Source Network helps developers migrate to an entirely decentralized tech stack. One that effortlessly bridges the divide from a desktop to mobile dApp, because the infrastructure that powers it is entirely decentralized and device-agnostic in the first place. With DefraDB’s modular deployment any DEX can create a mobile dApp with DefraDB embedded, automatically syncing data like say order books from the edge to the network.
A Key, and the Key, to Everything
That's just developers. For users, data on mobile can be kept sacrosanct, instead of being pillaged at every turn. Imagine an internet where instead of your interface device (currently the smartphone) betraying your location, your habits, your spending, your behaviors, it instead protects you. An all in one cypher key to your ownership of the digital economy, that also contributes to and yields from the network only with your permission.

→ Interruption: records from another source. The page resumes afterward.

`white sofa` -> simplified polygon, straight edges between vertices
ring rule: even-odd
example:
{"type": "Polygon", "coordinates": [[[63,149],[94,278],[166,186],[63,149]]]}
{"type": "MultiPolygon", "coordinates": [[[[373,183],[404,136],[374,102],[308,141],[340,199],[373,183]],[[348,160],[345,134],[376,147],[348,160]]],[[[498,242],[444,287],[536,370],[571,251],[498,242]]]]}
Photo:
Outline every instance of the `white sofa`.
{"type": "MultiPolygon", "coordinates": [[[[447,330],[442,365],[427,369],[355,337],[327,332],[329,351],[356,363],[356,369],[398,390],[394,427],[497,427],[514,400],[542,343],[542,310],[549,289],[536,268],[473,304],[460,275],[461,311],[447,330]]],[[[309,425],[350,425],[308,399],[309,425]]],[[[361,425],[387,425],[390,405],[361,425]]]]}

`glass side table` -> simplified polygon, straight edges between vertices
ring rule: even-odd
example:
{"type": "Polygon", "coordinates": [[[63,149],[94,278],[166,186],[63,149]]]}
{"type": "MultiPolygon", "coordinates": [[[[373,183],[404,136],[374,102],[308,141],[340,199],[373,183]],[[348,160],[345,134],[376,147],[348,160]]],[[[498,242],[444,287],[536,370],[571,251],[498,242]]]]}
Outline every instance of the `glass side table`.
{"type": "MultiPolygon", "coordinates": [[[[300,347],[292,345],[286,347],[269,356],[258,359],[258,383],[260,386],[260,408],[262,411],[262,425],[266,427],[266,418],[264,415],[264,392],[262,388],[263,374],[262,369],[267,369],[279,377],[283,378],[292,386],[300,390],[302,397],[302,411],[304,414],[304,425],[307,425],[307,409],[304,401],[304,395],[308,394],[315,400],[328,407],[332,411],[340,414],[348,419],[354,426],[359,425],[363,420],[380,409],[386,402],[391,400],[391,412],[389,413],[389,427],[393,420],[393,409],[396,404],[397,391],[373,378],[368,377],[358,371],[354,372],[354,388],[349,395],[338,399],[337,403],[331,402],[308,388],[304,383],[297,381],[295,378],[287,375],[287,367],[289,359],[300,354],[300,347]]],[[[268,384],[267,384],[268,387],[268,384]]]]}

A device that, although powerful, can still be lost. To counteract this, mobile devices would have a local node embedded within the dApp - that node can sync the data between the user devices, should you want full control over your data, so wherever the app is installed, the data will sync across. Resyncing is easy, and only requires installing the app on a new device. Alternatively, you could have DefraDB backup the data to one of many decentralized data networks, like Arweave, Filecoin, Dfinity, or Akash, no longer needing to keep in-sync copies on multiple devices.
This paves the way to a world where your internet, your services, and all the profit from it are locally sourced and widely distributed, not monopolized by huge actors. And where the only giant, global networks that exist are the basic utilities of life - money, identity, healthcare records - and anyone with a smartphone profits from their stake in sustaining it.
It’s a bold vision. And in a few years it will become an expanding reality. Our smartphones will be our access points not just to an internet that’s everywhere, but an internet of everything. Bringing Web3 to mobile may start with just helping user’s trade better non-custodially, but it ends with an open dynamic internet right in the palm of your hand.